When you're on a tour in the circus, a rhythm sets in and things can sometimes get to be a little monotonous. But every so often, an exciting side gig or special event comes along and shakes things up a bit. I was lucky enough to be chosen for just such a special event when I was asked if I wouldn't mind being part of a photo shoot for one of Switzerland's most widely circulated magazines!
At first, I was really excited. I was the only one in the troupe who would be featured in the shoot, and they were even flying in a model from New York for one day only, just for one shoot at our little circus! I would be in my wheel in full costume and make-up and I was told that as a main feature in the magazine, the photo would take up at least a quarter of the page, maybe more.
But my excitement quickly turned into some serious feelings of insecurity.
The model was stunning. She was exactly what you would imagine if someone told you to picture a fashion model in your head. Tall, slender, blonde, cheekbones to die for... and when the camera started clicking, she easily maneuvered from one sultry pose to the next with barely a second in between positions.
Me? Well, at first they wanted me upside down. But then they decided I was "so cute" that I could stand upright behind the model. Yipee... where she is tall, I am quite short. Where she is slender, I am muscular, almost boxy by comparison. I swear, in the photos I saw afterward, I looked like a squat little dwarf...
Moreover, no one told me what to do or where I should look. So sometimes I looked at the model, sometimes the camera. I had a very limited range of movement because I was standing in the wheel and any shift in weight would have caused it to roll out of the position desired for the shot.

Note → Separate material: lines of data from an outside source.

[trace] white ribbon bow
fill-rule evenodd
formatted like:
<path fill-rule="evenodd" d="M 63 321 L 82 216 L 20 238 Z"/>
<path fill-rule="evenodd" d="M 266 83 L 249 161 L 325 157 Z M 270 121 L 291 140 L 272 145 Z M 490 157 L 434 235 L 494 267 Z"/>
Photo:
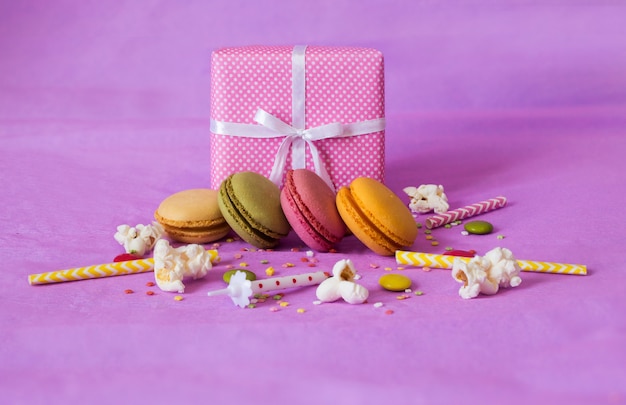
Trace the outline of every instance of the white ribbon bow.
<path fill-rule="evenodd" d="M 278 147 L 278 152 L 274 159 L 274 166 L 269 176 L 270 180 L 275 183 L 280 182 L 285 170 L 285 165 L 287 164 L 287 155 L 290 148 L 291 167 L 293 169 L 304 169 L 306 167 L 306 145 L 309 145 L 315 172 L 334 189 L 330 176 L 324 167 L 322 158 L 313 141 L 342 136 L 343 125 L 339 122 L 334 122 L 332 124 L 309 129 L 297 129 L 261 108 L 257 110 L 254 121 L 269 128 L 278 136 L 285 137 Z"/>

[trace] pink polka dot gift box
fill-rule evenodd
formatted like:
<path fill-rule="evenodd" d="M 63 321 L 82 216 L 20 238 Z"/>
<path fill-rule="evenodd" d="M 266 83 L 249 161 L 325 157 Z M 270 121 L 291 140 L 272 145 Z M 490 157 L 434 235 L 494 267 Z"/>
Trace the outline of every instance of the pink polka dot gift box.
<path fill-rule="evenodd" d="M 339 188 L 384 180 L 384 62 L 369 48 L 244 46 L 211 57 L 211 187 L 238 171 L 282 185 L 309 168 Z"/>

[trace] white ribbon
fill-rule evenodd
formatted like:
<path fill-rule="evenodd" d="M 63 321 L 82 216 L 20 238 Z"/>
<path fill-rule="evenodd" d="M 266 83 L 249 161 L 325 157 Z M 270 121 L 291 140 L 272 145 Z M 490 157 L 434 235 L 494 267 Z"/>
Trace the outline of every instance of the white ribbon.
<path fill-rule="evenodd" d="M 306 145 L 309 146 L 315 172 L 332 188 L 334 185 L 319 154 L 314 141 L 328 138 L 339 138 L 370 134 L 385 129 L 385 119 L 341 124 L 334 122 L 318 127 L 305 129 L 305 100 L 306 100 L 306 72 L 305 72 L 306 45 L 296 45 L 293 48 L 291 61 L 291 100 L 292 125 L 280 118 L 259 108 L 254 116 L 255 124 L 239 124 L 235 122 L 216 121 L 211 119 L 211 132 L 218 135 L 241 136 L 247 138 L 278 138 L 285 137 L 276 153 L 274 166 L 269 179 L 280 184 L 287 164 L 287 156 L 291 149 L 292 168 L 306 167 Z"/>

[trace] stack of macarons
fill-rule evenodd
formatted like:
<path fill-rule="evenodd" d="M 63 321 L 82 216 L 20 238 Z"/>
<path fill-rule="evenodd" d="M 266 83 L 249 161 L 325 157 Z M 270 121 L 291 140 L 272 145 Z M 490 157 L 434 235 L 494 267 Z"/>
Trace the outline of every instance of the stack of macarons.
<path fill-rule="evenodd" d="M 230 232 L 217 204 L 217 191 L 206 188 L 170 195 L 154 217 L 173 240 L 184 243 L 213 242 Z"/>
<path fill-rule="evenodd" d="M 308 169 L 288 170 L 282 190 L 259 173 L 237 172 L 219 191 L 169 196 L 154 216 L 173 240 L 186 243 L 216 241 L 232 229 L 269 249 L 293 229 L 308 247 L 326 252 L 349 231 L 372 251 L 393 255 L 417 237 L 411 211 L 381 182 L 359 177 L 335 194 Z"/>

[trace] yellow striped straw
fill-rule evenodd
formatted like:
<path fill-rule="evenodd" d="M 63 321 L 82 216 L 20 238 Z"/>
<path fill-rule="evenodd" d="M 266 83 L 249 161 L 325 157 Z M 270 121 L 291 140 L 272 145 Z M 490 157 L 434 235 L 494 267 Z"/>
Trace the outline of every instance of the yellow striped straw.
<path fill-rule="evenodd" d="M 452 255 L 436 255 L 431 253 L 407 252 L 402 250 L 396 251 L 396 262 L 398 264 L 432 267 L 435 269 L 452 269 L 454 259 L 460 259 L 469 262 L 470 257 L 459 257 Z M 552 262 L 537 262 L 530 260 L 517 260 L 522 271 L 533 271 L 539 273 L 555 273 L 555 274 L 575 274 L 587 275 L 587 266 L 583 264 L 566 264 Z"/>
<path fill-rule="evenodd" d="M 208 250 L 211 262 L 219 261 L 217 250 Z M 66 281 L 88 280 L 91 278 L 123 276 L 126 274 L 145 273 L 154 270 L 154 259 L 128 260 L 96 264 L 93 266 L 75 267 L 67 270 L 49 271 L 47 273 L 31 274 L 28 276 L 30 285 L 63 283 Z"/>

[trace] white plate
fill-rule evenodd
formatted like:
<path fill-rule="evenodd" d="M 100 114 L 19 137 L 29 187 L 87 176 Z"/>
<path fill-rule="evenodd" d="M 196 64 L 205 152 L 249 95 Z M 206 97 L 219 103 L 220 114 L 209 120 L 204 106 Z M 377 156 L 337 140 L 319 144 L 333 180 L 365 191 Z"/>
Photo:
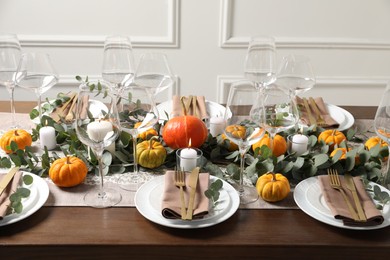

I had no idea why I was even there.
In the photos I saw afterward, I mostly look like I hate the model and maybe want to murder her. In the ones that I thought I looked good, the model was typically shifting from one pose to another. In the ones where she looked good, I looked like I was going to do her bodily harm.
When I pointed this out to the photographer, he insisted I just looked proud. I'm not so sure about that. Fortunately, he said he could just take her from one photo and me from another to make one super photo. I really hope he does.
The entire thing left me feeling terribly self-conscious and unattractive. I know that people have different standards of beauty, and many people at the circus reassured me that they like the way I look way more than the model looked, but my self-worth seemed to have decreased considerably from when I got up in the morning.
One thing I really like about circus is that very often it shows women of many different body types. They range from the petite and fit hand-to-hand flyer, the strong and slender aerialist, the muscular firecracker acrobat, and everything in between. Circus showcases every kind of woman, for the most part*, healthy and strong, each and every one of them beautiful.
I know this to be true. But when all was said and done, I certainly didn't feel that way. And the blow was that much harder as it came at me from inside my own home. The entire thing shook me in ways that I can't express. They were made all the more confusing by events that would occur the following evening...
* Like many fields (or just plain life) where the body is subject public scrutiny, eating disorders lurk. Luckily, I haven't encountered it much in my career. But that is not a subject I wish to address at this time.